Oncologists now have a tool for helping the growing numbers of cancer survivors in the United States. The American Society for Radiation Oncology (ASTRO) published a new template that standardizes and streamlines the creation of patient-focused plans for long-term cancer survivor care following radiation therapy.1
“Fortunately, the number of cancer survivors are increasing, which is why these templates are such an important resource for oncologists,” said ASTRO chair Bruce Minsky, MD, who is a professor of radiation oncology at The University of Texas MD Anderson Cancer Center, Houston, TX.
Dr Minsky said earlier detection of cancer, increasingly effective treatment options, and an aging population are 3 leading factors contributing to a growing number of cancer survivors. He said these patients now more than ever need to be educated and empowered. Dr Minsky said the new template should lead to better coordination of post-treatment care for cancer survivors, including greater clarity in the dialogue between radiation oncologists and primary care providers (PCPs) for managing the less common side effects that may appear well after treatment is complete.
“As the cancer paradigm starts to evolve from ‘die of’ to ‘live with’ we need to be actively involved in our patient’s long-term care and needs,” Dr Minsky told Cancer Therapy Advisor.
New Accreditation Requirements
Many oncologists are now scrambling to meet new accreditation requirements set by the American College of Surgeons Commission on Cancer (CoC). It issued a mandate that cancer programs provide survivorship care plans (SCPs) for all curative cancer patients by 2019 to maintain accreditation.
The new CoC requirement may necessitate changes for most radiation oncology programs. A March 2014 survey of ASTRO members found that only 40% of respondents used SCPs for curative patients and 19% of respondents used SCPs for palliative patients.2
Primary barriers to implementation included cost and the lack of a standardized, comprehensive SCP framework suited to patients who received radiation therapy. Nearly 80% of the radiation therapy providers reported using SCPs that relied on a framework developed internally within their practices. Subsequently, different patients may receive different types of information depending on where they receive treatment.

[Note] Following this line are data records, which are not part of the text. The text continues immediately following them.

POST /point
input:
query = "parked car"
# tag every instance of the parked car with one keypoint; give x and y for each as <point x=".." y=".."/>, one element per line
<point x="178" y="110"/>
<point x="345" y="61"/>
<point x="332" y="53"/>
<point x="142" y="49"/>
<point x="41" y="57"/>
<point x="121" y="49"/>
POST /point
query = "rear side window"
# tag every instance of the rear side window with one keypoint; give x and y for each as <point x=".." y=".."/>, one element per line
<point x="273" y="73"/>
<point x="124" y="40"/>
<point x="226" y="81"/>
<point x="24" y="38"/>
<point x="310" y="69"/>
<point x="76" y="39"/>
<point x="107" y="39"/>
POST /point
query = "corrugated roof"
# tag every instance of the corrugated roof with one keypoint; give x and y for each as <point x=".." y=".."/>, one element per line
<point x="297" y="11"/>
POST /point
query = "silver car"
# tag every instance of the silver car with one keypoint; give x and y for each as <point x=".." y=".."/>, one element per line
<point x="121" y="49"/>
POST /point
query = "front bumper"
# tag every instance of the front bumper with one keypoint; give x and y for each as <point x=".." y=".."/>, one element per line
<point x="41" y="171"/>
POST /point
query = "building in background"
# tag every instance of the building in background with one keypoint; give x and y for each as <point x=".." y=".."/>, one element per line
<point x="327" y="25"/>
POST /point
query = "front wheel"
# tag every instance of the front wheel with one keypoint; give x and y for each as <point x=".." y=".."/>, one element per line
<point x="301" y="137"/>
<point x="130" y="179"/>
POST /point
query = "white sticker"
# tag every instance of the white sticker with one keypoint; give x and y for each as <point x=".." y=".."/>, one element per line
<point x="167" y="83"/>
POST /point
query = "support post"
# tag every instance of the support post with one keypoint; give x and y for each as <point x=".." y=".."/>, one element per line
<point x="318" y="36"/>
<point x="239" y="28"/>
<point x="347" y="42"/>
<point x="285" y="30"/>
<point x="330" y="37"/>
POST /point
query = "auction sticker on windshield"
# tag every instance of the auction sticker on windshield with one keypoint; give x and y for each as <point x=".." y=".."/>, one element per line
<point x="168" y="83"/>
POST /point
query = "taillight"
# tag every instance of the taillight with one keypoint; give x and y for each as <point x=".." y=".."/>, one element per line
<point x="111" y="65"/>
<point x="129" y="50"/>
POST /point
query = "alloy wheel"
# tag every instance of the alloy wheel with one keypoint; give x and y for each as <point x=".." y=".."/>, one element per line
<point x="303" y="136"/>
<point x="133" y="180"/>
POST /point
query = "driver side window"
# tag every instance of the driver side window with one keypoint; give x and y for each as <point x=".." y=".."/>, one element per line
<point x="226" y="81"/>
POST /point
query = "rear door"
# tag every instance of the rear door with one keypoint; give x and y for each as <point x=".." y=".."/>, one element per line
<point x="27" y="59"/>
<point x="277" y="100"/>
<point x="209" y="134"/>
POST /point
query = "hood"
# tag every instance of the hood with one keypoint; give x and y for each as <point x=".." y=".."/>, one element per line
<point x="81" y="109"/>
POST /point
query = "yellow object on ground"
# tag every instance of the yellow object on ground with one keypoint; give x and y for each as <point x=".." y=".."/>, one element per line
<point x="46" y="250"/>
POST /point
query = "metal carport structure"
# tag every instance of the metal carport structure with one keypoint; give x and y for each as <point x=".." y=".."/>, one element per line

“The majority of cancer patients, roughly 60%, receive radiation treatment as part of their care. This new SCP template is designed specifically for use by radiation oncologists. Radiation oncologists have a long tradition of documenting a treatment summary for each patient. New requirements for SCPs mean that radiation oncologists would need to create 2 separate documents at the end of treatment for each patient, adding significant burden, which is one of the biggest barriers to widespread SCP adoption,” said Ronald Chen, MD, MPH, an associate professor in the Department of Radiation Oncology at the University of North Carolina at Chapel Hill and lead author on the manuscript that included the template.
Dr Chen was the chair of ASTRO’s Clinical, Translational and Basic Science Advisory Committee, the group that examined current adoption levels of SCPs and developed the template to standardize them in the future. He said radiation oncologists always provide their patients with follow-up materials, contacts for ancillary services such as financial or nutritional counseling, and information on potential late treatment effects.
However, the SCP template coordinated these components in a central, plain language document. The template included both elements required by CoC in SCPs (a summary of past treatment and directions for future care). The treatment summary outlined the survivor’s diagnosis and stage information. The treatment summary also included details such as the site, dosage, and schedule of RT.
The plan for follow-up care covered anticipated toxicities from radiation therapy, expected course of recovery from treatment-related toxicities, and possible functional and/or social limitations. It also included recommendations for preventive measures and behaviors, cancer information resources, and referrals to supportive care providers.
“This SCP template is unique in that it is designed to significantly reduce the burden on radiation oncologists in creating these documents, and it allows them to meet Commission on Cancer requirements for SCPs. There continues to be debate on whether SCPs actually improve the outcomes of cancer survivors, and there are ongoing research efforts which will address this controversy,” Dr Chen told Cancer Therapy Advisor.
- Chen, RC, Hoffman KE, Sher DJ, et al. Development of a standard survivorship care plan template for radiation oncologists [published online ahead of print October 6, 2015]. Practical Radiation Oncology. doi: 10.1016/j.prro.2015.10.001.
- Koontz BF, Benda R, De Los Santos J, et al. US radiation oncology practice patterns for post-treatment survivor care [published online ahead of print October 6, 2015]. Practical Radiation Oncology. doi: 10.1016/j.prro.2015.10.002.